Wehrle spoke about hybrid rye in livestock feeding systems during Ag in Motion’s Livestock Days, held at the Discovery Farm site near Langham, Sask., Aug. 20-21.

“We expect now with moving from these older open pollinated varieties, we will be able to really get into the whole livestock feeding sector, which we hadn’t been able to get there because the yields weren’t high enough. The quality wasn’t good enough so farmers would then go to other options,” he said.

Value and flexibility are key attributes.
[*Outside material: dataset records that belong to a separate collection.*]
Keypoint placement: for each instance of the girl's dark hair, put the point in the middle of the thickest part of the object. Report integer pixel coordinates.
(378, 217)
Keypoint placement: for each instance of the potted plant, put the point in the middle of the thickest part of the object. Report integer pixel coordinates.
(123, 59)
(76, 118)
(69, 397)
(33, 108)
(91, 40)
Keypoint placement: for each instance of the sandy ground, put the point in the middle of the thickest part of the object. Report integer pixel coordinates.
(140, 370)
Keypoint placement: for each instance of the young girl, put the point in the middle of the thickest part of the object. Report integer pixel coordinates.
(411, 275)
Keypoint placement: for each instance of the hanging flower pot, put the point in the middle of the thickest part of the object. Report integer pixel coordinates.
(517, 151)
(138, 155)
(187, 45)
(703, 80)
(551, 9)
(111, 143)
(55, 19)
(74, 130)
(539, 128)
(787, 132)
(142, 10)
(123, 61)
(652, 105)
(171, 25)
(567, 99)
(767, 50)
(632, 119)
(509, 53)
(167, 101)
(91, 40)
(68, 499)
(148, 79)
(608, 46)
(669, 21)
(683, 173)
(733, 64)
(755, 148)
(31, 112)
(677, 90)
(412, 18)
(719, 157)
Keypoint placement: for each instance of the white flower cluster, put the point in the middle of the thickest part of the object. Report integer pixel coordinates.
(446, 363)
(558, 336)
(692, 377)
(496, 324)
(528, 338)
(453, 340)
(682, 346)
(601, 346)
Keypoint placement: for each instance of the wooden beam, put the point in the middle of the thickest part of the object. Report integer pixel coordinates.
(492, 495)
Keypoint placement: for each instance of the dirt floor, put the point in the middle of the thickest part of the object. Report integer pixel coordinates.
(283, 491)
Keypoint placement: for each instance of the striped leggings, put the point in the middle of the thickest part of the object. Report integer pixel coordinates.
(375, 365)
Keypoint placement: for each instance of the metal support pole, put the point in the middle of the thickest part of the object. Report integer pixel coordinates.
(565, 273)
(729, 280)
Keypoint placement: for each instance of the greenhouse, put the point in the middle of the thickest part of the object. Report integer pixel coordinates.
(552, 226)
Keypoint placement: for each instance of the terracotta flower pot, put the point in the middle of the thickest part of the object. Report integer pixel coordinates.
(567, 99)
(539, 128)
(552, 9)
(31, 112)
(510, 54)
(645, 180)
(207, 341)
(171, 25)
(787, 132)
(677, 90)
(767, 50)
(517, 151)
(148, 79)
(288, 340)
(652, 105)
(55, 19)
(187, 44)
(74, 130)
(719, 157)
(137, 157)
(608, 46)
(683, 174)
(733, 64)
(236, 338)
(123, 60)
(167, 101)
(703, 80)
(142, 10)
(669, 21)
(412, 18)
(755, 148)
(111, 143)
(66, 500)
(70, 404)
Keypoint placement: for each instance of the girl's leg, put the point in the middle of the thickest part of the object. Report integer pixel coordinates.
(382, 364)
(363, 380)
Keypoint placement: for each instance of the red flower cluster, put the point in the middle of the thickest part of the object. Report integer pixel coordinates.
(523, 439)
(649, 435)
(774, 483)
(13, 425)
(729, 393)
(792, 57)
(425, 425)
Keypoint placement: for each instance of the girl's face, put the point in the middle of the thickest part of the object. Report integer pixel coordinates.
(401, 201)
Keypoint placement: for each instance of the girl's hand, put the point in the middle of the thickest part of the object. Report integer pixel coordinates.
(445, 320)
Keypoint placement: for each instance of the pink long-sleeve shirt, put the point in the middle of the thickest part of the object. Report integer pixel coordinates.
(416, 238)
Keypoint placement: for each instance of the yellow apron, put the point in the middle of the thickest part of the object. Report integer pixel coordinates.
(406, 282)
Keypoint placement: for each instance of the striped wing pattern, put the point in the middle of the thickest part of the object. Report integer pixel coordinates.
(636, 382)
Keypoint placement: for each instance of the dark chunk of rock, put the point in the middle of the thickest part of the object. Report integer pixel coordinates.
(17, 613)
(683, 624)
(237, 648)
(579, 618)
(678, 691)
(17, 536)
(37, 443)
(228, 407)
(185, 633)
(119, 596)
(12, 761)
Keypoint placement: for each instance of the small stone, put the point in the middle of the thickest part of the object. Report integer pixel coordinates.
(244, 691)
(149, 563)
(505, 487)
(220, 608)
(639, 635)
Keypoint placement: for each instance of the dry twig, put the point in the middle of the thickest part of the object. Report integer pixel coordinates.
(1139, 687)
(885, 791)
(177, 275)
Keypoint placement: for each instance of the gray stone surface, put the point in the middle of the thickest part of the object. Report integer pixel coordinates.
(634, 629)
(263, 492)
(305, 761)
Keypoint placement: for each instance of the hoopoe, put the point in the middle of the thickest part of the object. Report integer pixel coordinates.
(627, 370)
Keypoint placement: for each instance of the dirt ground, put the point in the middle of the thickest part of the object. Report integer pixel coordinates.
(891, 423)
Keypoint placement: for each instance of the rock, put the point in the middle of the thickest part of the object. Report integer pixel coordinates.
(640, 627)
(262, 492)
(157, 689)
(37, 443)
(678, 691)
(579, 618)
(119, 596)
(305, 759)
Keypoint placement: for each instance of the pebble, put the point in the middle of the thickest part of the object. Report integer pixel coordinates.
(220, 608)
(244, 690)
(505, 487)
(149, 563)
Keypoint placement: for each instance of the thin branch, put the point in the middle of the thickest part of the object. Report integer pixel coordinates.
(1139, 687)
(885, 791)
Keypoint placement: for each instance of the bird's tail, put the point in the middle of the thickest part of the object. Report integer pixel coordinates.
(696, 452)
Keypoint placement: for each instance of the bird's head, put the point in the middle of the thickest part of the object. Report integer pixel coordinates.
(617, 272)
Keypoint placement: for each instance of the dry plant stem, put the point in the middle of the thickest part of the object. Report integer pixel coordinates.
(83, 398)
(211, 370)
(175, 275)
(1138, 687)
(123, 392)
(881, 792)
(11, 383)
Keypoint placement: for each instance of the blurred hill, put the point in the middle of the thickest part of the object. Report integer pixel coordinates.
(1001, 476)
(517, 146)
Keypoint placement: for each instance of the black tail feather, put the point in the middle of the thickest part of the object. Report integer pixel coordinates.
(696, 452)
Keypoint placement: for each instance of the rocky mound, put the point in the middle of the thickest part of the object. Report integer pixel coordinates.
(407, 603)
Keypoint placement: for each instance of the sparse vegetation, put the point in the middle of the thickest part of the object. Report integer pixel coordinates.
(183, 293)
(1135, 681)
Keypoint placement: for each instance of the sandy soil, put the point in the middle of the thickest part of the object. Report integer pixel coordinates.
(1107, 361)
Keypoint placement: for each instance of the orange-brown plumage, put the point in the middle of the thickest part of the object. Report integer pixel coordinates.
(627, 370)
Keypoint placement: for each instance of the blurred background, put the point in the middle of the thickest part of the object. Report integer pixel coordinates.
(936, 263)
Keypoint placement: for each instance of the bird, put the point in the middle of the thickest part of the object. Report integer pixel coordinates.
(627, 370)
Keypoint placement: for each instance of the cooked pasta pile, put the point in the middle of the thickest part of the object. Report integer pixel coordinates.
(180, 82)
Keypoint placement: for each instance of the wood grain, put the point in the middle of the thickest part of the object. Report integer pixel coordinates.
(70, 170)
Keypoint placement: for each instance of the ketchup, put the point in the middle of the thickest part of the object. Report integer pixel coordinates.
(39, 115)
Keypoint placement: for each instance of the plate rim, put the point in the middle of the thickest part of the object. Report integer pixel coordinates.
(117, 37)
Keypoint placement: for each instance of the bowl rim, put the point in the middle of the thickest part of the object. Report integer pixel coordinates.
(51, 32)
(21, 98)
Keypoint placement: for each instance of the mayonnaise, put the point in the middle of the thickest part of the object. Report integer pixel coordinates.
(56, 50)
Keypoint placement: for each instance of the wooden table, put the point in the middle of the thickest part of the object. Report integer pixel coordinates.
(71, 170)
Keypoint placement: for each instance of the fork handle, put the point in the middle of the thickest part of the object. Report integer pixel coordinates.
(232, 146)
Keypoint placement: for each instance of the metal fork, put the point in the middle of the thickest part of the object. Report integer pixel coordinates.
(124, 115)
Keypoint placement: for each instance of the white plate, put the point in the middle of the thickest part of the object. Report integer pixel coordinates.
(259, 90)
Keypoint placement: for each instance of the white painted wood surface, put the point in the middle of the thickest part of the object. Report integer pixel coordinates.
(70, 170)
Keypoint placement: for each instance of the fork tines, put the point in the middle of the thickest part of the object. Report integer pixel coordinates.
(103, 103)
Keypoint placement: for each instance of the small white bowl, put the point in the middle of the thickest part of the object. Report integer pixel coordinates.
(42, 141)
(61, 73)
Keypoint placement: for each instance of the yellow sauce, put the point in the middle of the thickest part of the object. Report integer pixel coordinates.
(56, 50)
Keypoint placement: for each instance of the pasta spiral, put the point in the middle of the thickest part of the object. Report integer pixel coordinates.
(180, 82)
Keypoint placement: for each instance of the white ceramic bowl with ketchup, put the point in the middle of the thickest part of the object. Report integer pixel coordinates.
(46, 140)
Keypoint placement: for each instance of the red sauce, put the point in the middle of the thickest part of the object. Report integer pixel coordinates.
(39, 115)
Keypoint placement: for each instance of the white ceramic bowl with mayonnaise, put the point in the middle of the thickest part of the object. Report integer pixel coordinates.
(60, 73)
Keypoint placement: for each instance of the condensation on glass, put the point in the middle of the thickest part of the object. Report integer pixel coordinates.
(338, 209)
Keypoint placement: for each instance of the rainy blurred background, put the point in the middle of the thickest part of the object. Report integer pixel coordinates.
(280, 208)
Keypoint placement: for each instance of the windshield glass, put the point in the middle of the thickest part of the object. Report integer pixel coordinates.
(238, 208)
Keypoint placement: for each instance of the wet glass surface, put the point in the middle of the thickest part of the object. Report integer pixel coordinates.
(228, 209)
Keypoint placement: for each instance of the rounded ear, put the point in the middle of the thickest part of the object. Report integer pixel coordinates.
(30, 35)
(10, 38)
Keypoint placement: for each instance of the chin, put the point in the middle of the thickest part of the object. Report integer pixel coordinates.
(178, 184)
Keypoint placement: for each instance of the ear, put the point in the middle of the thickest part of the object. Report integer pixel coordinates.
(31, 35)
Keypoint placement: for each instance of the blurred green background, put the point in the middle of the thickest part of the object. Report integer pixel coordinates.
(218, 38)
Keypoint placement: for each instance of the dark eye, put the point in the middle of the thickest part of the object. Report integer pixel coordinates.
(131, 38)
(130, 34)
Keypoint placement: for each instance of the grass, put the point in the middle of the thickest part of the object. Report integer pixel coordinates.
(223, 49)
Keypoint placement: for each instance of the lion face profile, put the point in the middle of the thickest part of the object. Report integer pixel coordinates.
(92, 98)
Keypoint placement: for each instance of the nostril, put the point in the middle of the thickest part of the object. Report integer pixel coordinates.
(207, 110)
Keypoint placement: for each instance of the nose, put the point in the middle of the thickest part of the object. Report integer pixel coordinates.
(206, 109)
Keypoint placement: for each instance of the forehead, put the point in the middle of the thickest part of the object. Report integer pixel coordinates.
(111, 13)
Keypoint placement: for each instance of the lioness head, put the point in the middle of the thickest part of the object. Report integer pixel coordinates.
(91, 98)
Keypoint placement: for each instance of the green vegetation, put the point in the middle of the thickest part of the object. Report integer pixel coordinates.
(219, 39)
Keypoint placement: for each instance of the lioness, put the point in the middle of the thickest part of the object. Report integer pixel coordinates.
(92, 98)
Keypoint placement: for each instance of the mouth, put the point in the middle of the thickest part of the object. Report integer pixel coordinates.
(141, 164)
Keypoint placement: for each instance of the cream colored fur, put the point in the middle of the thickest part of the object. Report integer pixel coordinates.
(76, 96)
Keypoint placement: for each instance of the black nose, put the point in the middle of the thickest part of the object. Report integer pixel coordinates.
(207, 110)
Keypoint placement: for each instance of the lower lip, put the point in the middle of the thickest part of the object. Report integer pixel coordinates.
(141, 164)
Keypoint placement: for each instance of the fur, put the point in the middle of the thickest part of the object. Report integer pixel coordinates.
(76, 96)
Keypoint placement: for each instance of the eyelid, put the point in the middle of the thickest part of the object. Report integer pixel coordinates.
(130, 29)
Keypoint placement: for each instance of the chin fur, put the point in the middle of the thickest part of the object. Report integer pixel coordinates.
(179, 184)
“With this new hybrid technology, we’re increasing yields in rye of anywhere from 25 to 35 percent, which is a very significant increase. (It) really takes rye from one of the least profitable crops to one of the most profitable,” Wehrle said.

Quality has also been enhanced, he said.

“The quality that we’re seeing in the grain and forage is showing significantly superior to the quality that we would expect to see in rye generally and certainly will rival the quality that we’re seeing in products like wheat, barley and oats.”

The hybrid also has higher pollen output for better plant fertilization, which limits opportunity for ergot infection, Wehrle said.

For livestock producers, hybrid fall rye can offer feedgrain, forage and grazing options. When planted in mid-summer, it can be grazed in October. Late summer or early fall seeding can allow grazing in spring, about two weeks earlier than other forage types can be grazed.

Wehrle said feed digestibility and nutrition are high in rye that is grazed in late fall or early spring.

In a silage or greenfeed scenario, the crop can be grown to the flag leaf stage for concentrated nutritive value or harvested at milk stage when yields are higher.

“At the early cut, which is at the flag leaf boot stage, we still have very high digestibility. It’s not as high as grazing, but still in that 75 to 80 percent.”

Beef producers generally harvest at the milky dough stage that still has 68 to 70 percent digestibility, similar to wheat, barley, and oats, said Wehrle. Protein is lower at seven to nine percent and yields are three to 5.5 tonnes per acre.

“It can be cut and put up for silage at this stage, or cut in a swath, dried down and baled for greenfeed,” he said.

Growers also have the option of harvesting the crop for grain. It can be combined one to two weeks sooner than other cereals.

As part of a rotation, hybrid fall rye gives farmers more options for weed and disease control and it can help reduce soil erosion when serving as a cover crop.

“With hybrid fall rye we’re still learning how to use this for the various areas and uses, but there’s no question this product really does provide flexibility for growers to do some different things,” Wehrle said.